15 dicembre 2022, Cassazione penale

 Non commettere reato l'avvocato che induca un amministrato di sostegno a firmare le procura ad litem funzionale all'attivazione del procedimento per la revoca o sostituzione dell'amministratore di sostegno se non è provato il pregiudizio o il pericolo di pregiudizio. 

Il reato di circonvenzione di incapace ha natura di reato di pericolo e si consuma nel momento in cui viene compiuto l'atto idoneo a procurare un qualsiasi effetto giuridico dannoso per la persona offesa o per altri: quando sia dimostrata induzione, deve anche essere individuato il pregiudizio - o il pericolo di pregiudizio.

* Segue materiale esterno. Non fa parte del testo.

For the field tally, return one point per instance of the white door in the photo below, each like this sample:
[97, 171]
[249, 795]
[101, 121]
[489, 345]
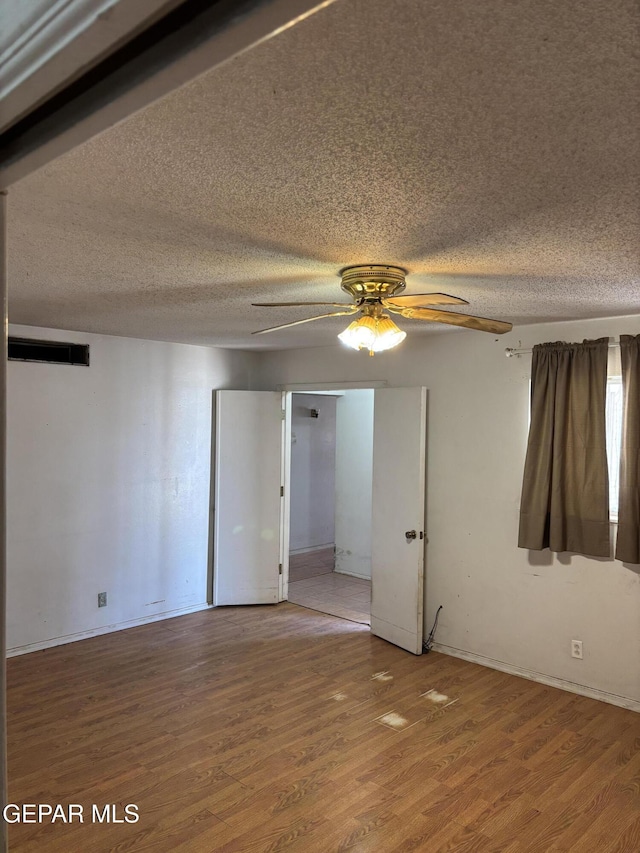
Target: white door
[399, 468]
[247, 501]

L'obbligo di rinnovazione dibattimentale è limitato alle testimonianze (a) relativamente alle quali l'attendibilità intrinseca dei dichiaranti sia oggetto di una precisa richiesta di rivalutazione del pubblico ministero, su cui grava l'onere di proporre motivi specifici nel rispetto delle prescrizioni contenute nel novellato art. 581 c.p.p., (b) siano "decisive" per la valutazione della responsabilità. L'obbligo non si estende, invece, alle testimonianze i cui contenuti siano incontestati, ma in relazione alle quali si invoca una diversa valutazione degli elementi di conferma; in relazione a tali testimonianze la rinnovazione è rimessa alla discrezionalità del giudice, che potrà esercitarla nel rispetto delle regole previste dai primi tre commi dell'art. 603 c.p.p.

 

Corte di Cassazione

sez. II penale, ud. 8 luglio 2022 (dep. 15 dicembre 2022), n. 47473
Presidente Verga – Relatore Recchione

Ritenuto in fatto

1. La Corte di appello di Torino riformava radicalmente la sentenza assolutoria pronunciata dal Tribunale, condannando (a) tutti i ricorrenti per il reato di circonvenzione di incapace consistita nell'indurre l'anziano D.P. , affidato alle cure di I. e C. a conferire alla A. , avvocato, due procure finalizzate a chiedere la revoca e la sostituzione dell'amministratore di sostegno, avv. B. ; (B) I. e C. per un ulteriore condotta di circonvenzione (l'induzione a redigere testamento olografo a favore della I. e ad aprire un conto corrente con delega ad operare alla stessa I.), e per il reato di appropriazione indebita (consistita nel prelevare la somma di 31.000 Euro dal conto dell'anziano).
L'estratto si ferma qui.